“I have not heard of a case in which NDAs were not harmful.”
—New York Psychoanalyst and Sexual Violence Author Leah Lipton, in an interview with Kathleen Finlay
Here’s my take: The best NDA is NO NDA. That’s the message of countless victims and clinical evidence. It’s time governments, legislators and powerful institutions acted on it.
Since my proposal in 2018 to the House of Commons and Canadian Senate that Bill C-65 be amended to ban forced NDAs, a number of other jurisdictions have passed legislation to curb their use. Prince Edward Island was the first Canadian province to move in that direction. However well-intentioned, legislative changes that have been enacted so far are inadequate and present loopholes large enough to drive a Harvey Weinstein truck through them.
The subject has not even been considered in Ontario, Quebec or British Columbia, Canada’s most populous provinces. More significantly, Canada, at the federal level, has failed to take any action at all to address the harms of NDAs. To the contrary, even the senate has continued the use of NDAs in the settlement of multiple complaints by employees involving sexual misconduct allegations against one of its own members, disgraced former senator Don Meredith.
We have long called for parliamentary hearings on the use and future of NDAs at the federal level, including among the huge swath of federally regulated entities, boards, agencies, commissions and Crown corporations, as well as the Canadian military and RCMP, where complaints about sexual violence and harassment have reached epidemic levels. Such hearings would provide a platform for the victim impact statements that are essential to fully understanding the harm caused by NDAs. The voices of the women and men whose tongues have essentially been cut out by these legal artifices, need to be heard. Canada’s policy makers, along with other interested parties, need to hear them.

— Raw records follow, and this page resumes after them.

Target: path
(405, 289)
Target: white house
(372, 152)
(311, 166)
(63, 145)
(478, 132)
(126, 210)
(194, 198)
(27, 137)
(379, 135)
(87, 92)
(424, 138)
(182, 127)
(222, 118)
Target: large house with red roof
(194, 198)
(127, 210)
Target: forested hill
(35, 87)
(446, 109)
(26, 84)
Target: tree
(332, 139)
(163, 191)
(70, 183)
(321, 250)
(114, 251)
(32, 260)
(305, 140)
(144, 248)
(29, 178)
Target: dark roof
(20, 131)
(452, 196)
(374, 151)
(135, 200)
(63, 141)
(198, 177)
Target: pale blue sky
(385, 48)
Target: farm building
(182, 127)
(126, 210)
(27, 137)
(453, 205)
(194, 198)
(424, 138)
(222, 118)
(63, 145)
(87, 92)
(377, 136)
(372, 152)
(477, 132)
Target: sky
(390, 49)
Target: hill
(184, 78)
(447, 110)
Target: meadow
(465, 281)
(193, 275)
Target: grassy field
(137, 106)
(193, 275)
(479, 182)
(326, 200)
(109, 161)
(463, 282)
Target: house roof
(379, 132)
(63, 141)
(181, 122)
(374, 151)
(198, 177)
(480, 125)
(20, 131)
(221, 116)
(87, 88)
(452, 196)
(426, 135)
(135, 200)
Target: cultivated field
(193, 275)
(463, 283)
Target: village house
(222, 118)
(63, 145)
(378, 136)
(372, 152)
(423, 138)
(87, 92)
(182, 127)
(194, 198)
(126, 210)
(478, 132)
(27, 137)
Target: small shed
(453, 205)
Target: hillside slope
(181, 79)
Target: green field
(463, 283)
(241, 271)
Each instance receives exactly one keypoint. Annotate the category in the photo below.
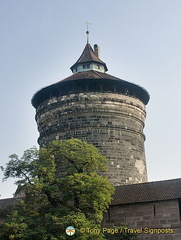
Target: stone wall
(161, 216)
(112, 122)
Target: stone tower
(101, 109)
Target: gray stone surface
(112, 122)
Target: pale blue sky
(140, 42)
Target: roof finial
(87, 32)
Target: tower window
(86, 66)
(154, 210)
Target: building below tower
(101, 109)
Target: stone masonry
(112, 122)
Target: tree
(62, 188)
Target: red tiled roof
(147, 192)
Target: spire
(89, 60)
(87, 32)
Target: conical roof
(88, 56)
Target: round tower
(101, 109)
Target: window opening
(154, 210)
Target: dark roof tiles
(148, 192)
(87, 56)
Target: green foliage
(62, 187)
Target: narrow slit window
(154, 210)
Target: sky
(140, 41)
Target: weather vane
(87, 32)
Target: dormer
(89, 60)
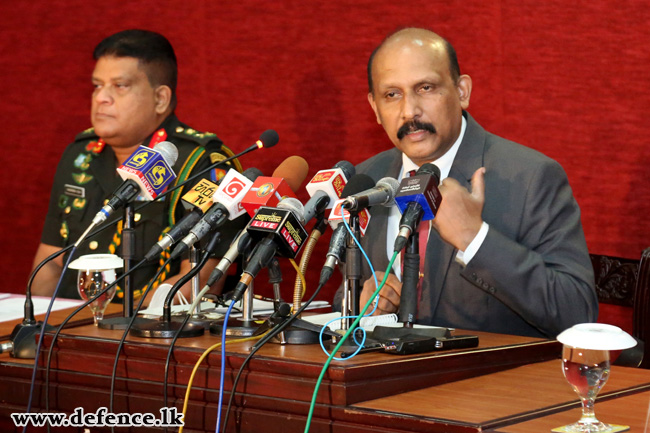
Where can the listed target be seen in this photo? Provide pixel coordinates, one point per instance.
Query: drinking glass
(96, 272)
(585, 364)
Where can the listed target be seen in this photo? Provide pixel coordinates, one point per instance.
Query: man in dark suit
(506, 251)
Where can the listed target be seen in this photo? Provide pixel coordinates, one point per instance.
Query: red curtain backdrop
(569, 79)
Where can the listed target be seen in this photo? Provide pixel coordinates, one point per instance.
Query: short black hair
(454, 67)
(153, 51)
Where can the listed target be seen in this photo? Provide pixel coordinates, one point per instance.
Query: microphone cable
(265, 339)
(375, 300)
(67, 319)
(180, 283)
(124, 335)
(343, 339)
(40, 340)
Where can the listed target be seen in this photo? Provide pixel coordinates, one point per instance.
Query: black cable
(40, 344)
(257, 346)
(67, 319)
(180, 283)
(126, 332)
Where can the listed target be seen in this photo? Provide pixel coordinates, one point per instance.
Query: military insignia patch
(82, 161)
(74, 191)
(79, 203)
(219, 172)
(64, 230)
(95, 146)
(82, 178)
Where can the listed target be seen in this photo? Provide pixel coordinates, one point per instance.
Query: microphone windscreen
(347, 168)
(293, 170)
(269, 138)
(168, 151)
(356, 184)
(252, 173)
(430, 169)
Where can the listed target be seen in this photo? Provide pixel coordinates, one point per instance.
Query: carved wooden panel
(615, 279)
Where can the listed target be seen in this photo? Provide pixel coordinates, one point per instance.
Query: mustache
(413, 126)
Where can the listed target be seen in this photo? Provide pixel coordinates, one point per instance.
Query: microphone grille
(294, 205)
(252, 173)
(430, 169)
(168, 151)
(347, 168)
(356, 184)
(392, 185)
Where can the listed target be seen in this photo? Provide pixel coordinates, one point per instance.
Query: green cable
(347, 334)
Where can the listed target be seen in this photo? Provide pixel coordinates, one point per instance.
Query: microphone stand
(409, 301)
(167, 327)
(243, 326)
(128, 255)
(352, 282)
(301, 331)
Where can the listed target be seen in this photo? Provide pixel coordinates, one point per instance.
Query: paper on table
(260, 308)
(12, 306)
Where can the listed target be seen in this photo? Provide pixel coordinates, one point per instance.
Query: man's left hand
(459, 217)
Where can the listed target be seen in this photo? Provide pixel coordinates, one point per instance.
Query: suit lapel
(440, 255)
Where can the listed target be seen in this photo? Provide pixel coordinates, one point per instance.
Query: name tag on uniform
(74, 191)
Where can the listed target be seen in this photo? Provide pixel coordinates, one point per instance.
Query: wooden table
(500, 385)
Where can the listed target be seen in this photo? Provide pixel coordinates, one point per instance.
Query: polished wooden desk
(501, 384)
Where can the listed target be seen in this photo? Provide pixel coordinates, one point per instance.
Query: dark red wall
(567, 78)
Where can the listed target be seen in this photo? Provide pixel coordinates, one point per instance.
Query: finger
(478, 184)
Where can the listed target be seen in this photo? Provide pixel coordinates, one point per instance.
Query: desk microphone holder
(351, 283)
(409, 301)
(128, 255)
(243, 326)
(168, 327)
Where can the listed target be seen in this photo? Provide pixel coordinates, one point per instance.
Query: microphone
(147, 172)
(281, 233)
(326, 187)
(198, 200)
(336, 251)
(268, 191)
(238, 246)
(227, 206)
(383, 193)
(418, 199)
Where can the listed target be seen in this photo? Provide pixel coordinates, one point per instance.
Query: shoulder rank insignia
(192, 134)
(220, 171)
(95, 146)
(83, 161)
(86, 134)
(158, 137)
(82, 178)
(64, 230)
(79, 203)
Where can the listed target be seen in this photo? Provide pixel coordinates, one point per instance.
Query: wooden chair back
(625, 284)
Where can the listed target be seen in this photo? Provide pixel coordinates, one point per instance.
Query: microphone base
(161, 329)
(235, 327)
(23, 338)
(383, 333)
(296, 335)
(348, 346)
(119, 323)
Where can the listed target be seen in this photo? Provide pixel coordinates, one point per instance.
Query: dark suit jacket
(532, 274)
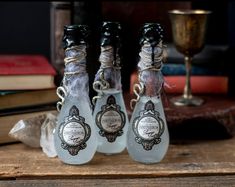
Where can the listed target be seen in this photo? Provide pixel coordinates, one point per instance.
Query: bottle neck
(150, 64)
(75, 60)
(75, 78)
(109, 74)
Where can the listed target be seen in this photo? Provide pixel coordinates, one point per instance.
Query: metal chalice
(188, 29)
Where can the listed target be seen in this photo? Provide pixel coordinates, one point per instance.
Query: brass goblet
(188, 29)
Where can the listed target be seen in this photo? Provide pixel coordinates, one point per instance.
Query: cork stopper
(151, 33)
(75, 35)
(110, 34)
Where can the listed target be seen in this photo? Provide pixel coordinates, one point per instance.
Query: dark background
(25, 27)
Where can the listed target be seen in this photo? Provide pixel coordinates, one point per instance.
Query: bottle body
(148, 137)
(75, 139)
(111, 122)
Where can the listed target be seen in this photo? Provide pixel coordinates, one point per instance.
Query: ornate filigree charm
(148, 127)
(110, 120)
(74, 132)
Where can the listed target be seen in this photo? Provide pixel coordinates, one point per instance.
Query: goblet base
(187, 101)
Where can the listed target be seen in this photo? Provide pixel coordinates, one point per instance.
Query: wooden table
(194, 163)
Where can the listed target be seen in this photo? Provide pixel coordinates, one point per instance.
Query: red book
(203, 84)
(22, 72)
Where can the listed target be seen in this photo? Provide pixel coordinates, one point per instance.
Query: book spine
(199, 84)
(179, 69)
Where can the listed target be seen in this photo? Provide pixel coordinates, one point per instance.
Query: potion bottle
(148, 137)
(74, 136)
(109, 111)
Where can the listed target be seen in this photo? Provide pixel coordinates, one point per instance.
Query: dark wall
(25, 28)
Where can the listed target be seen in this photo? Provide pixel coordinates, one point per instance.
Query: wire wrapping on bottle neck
(80, 55)
(147, 63)
(107, 61)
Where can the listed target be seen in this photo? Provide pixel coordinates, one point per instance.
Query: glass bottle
(75, 138)
(110, 112)
(147, 137)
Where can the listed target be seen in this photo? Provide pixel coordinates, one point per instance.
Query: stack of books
(208, 72)
(27, 89)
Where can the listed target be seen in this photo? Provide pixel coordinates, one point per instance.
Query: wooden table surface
(194, 163)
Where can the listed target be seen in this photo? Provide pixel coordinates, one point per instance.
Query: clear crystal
(28, 131)
(47, 136)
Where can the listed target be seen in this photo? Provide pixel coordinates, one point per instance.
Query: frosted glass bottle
(110, 111)
(74, 136)
(148, 137)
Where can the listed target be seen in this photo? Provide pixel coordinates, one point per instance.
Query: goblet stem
(187, 88)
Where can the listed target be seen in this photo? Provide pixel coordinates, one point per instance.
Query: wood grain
(207, 181)
(190, 159)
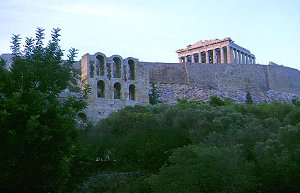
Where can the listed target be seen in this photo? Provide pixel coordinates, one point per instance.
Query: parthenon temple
(215, 51)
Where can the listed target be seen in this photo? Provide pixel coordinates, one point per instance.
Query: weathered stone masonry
(115, 83)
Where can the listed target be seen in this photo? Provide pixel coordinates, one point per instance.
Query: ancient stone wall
(200, 81)
(283, 79)
(115, 83)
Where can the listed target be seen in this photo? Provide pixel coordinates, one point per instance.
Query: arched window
(117, 67)
(91, 69)
(117, 90)
(101, 89)
(131, 70)
(100, 65)
(131, 92)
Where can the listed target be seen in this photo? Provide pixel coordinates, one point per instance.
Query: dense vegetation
(218, 146)
(198, 147)
(38, 131)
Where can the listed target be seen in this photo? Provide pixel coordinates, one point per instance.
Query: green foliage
(86, 90)
(191, 147)
(216, 101)
(194, 169)
(38, 130)
(153, 96)
(249, 99)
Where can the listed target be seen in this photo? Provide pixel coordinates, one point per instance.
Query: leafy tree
(249, 99)
(37, 129)
(194, 169)
(216, 101)
(278, 161)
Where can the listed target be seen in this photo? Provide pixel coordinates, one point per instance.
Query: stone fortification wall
(283, 79)
(244, 77)
(264, 82)
(170, 93)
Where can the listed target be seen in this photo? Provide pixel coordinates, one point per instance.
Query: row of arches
(116, 92)
(113, 68)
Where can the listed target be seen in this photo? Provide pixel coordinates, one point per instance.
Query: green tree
(249, 99)
(216, 101)
(37, 128)
(194, 169)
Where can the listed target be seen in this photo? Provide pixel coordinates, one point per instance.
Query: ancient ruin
(113, 83)
(215, 51)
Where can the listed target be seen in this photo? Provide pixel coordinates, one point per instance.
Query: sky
(152, 30)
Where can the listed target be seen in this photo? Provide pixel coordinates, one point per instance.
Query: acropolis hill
(206, 68)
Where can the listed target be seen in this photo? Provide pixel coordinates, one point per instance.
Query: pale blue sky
(153, 30)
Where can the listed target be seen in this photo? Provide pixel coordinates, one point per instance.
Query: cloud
(89, 10)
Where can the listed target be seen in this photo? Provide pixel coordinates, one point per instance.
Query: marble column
(214, 56)
(229, 54)
(235, 56)
(206, 57)
(222, 55)
(200, 57)
(243, 58)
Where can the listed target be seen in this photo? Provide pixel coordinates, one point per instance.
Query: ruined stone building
(114, 83)
(215, 51)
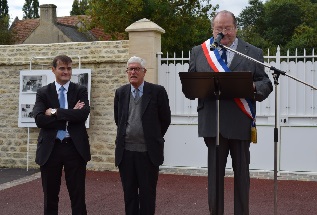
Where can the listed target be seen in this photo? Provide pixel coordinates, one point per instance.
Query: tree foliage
(186, 22)
(6, 36)
(31, 9)
(79, 7)
(290, 24)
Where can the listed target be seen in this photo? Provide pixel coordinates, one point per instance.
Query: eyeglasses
(224, 30)
(136, 69)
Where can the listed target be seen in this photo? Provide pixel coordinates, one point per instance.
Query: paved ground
(181, 191)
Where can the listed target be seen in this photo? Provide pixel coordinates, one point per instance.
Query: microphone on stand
(216, 42)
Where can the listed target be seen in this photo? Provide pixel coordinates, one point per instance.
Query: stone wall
(107, 61)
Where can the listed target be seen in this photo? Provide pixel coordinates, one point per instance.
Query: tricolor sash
(218, 65)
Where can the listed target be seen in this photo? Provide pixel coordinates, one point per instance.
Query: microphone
(216, 42)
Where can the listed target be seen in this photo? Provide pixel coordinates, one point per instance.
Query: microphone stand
(276, 74)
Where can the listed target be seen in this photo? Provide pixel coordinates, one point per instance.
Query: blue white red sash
(218, 65)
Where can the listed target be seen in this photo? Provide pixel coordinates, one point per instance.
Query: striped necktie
(61, 133)
(137, 94)
(224, 55)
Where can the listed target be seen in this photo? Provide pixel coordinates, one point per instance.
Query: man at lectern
(236, 120)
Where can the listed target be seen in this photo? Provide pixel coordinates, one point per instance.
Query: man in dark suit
(142, 115)
(61, 109)
(236, 121)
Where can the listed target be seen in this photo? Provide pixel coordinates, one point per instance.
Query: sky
(65, 6)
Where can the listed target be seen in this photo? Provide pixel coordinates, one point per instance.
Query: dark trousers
(139, 179)
(64, 155)
(217, 160)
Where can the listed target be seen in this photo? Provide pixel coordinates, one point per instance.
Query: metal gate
(296, 108)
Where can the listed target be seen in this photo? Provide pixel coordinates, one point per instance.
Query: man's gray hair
(235, 22)
(136, 59)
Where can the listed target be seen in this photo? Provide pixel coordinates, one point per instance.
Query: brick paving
(257, 174)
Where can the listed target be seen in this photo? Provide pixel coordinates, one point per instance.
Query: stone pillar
(145, 42)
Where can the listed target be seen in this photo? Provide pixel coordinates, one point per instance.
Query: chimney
(48, 13)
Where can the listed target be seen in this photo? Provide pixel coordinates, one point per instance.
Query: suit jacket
(234, 124)
(47, 97)
(156, 118)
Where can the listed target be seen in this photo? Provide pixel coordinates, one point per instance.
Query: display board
(32, 80)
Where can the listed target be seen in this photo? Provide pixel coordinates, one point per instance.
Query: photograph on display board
(26, 113)
(31, 83)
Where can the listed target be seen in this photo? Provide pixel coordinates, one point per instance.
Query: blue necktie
(137, 94)
(224, 55)
(61, 133)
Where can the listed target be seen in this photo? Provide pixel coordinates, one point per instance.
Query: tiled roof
(23, 28)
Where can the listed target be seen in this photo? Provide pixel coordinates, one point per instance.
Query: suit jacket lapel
(53, 94)
(146, 97)
(126, 100)
(71, 99)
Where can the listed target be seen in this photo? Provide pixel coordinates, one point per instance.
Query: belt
(66, 140)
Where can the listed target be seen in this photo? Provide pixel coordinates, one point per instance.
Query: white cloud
(234, 6)
(63, 7)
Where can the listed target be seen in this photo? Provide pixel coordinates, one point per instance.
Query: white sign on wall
(32, 80)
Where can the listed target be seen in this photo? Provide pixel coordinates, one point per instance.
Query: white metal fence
(296, 116)
(295, 100)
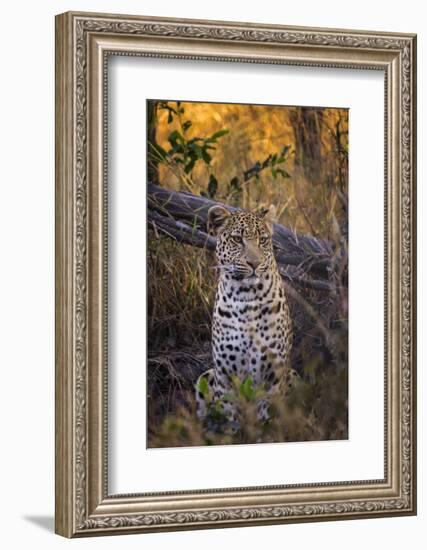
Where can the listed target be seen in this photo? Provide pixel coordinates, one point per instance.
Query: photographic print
(247, 273)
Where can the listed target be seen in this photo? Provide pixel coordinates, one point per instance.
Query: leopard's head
(244, 246)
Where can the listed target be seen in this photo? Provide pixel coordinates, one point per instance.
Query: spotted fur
(251, 328)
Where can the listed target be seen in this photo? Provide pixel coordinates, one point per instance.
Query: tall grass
(311, 199)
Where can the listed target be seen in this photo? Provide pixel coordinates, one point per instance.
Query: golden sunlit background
(308, 189)
(293, 160)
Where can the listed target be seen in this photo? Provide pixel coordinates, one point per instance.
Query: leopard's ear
(269, 215)
(217, 216)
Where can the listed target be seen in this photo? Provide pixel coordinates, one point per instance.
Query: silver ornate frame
(83, 43)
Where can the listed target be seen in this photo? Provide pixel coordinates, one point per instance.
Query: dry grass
(182, 282)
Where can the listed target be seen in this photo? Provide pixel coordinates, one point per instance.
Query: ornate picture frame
(84, 42)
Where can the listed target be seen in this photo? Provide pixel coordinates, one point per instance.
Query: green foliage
(186, 151)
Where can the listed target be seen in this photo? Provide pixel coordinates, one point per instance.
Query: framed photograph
(235, 274)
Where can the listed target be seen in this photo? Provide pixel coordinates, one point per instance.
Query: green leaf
(187, 124)
(189, 166)
(174, 137)
(206, 156)
(203, 387)
(212, 186)
(235, 184)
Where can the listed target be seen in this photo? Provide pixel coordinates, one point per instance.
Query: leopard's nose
(253, 263)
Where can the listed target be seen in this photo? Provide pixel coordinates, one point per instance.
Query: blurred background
(293, 160)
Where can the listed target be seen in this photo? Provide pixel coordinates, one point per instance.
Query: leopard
(251, 334)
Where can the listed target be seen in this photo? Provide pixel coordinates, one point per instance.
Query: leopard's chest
(250, 324)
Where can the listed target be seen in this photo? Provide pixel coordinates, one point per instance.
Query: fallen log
(303, 260)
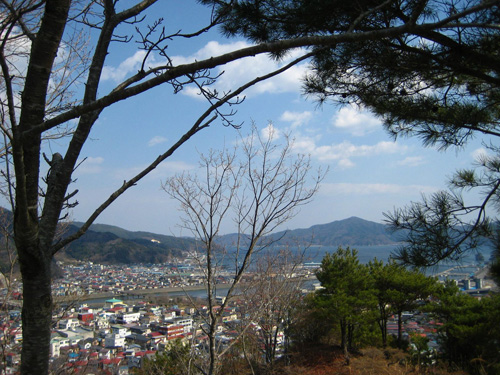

There may be solutions that make NDAs viable from the victim’s perspective. I haven’t seen any persuasive enough to outweigh their long-term toxic impacts. Right now, the use of NDAs works to normalize sexual violence and harassment. They betray the thinking reflected by too many organizations, most recently including Hockey Canada, that gender-based wrongdoing can easily be disposed of and that NDA-driven settlements make it just a cost of doing business.
No doubt my own experience as a survivor of sexual violence and sexual harassment, followed by the second assault of a rigged NDA, is a factor in my skepticism. But given the countless victims who have reached out to me over the years, combined with the weight of scholarly thinking and clinical evidence, I believe the best NDA is no NDA. I am not alone. New York psychoanalyst and sexual violence author Leah Lipton told me some years ago, she never knew of an NDA that has not been harmful.
This line of thought has had some resonance among the academic community in the United States, as a result of work by The Zer0Now Campaign and a recent interview published in the U.S. We are working with a number of universities that are looking at banning NDAs outright, not just trying to fit a square peg of irreducible harm into a round statutory container of nice-sounding but illusionary principles.
What is disappointing on that front is that similar interest has not surfaced in Canada. My own alma mater, the University of Toronto, even while facing a number of sexual misconduct scandals well into 2022, has rebuffed our repeated overtures to the most senior levels of the university where we proposed a major rethink of current sexual misconduct practices. They claim to be already defying gravity (U of T’s current fundraising slogan). Reality paints a different picture, however. Many of the university’s young women still do not feel safe on the campus or in the class room. They tell me they would be happy if the school’s leaders just had their feet planted firmly on the ground.
Pronouncements of self-satisfaction are seldom a substitute for a compassionate culture or a willingness to embrace change, like ending NDAs, when it is required.
NDAs represent an invidious extension of the power imbalance that is at the core of gender violence and sexual harassment in the first place. That imbalance continues long after the settlement, when formidable law firms are always poised to swoop down on a victim the first time they think she has breached the agreement with their client. Victims, on the other hand, don’t typically have a law firm, much less one on constant retainer, to fight back. That’s really the point about NDA’s, isn’t it? This power imbalance can last for years, decades and even lifetimes, as does the damage it causes. It is among the many factors that inhibit healing and perpetuate the ethos of harm.
We need to keep trying, of course, but It seems unlikely we will completely get rid of the powerful bad actors and enabling organizations that continue to inflict abuse on women in the street, on the campuses and in the workplace. But we can get rid of the harm caused by NDAs. And if that means banning the use of NDAs, and provincial and federal governments releasing all victims from existing non-disclosure agreements in which any government was a part, that’s what must be done.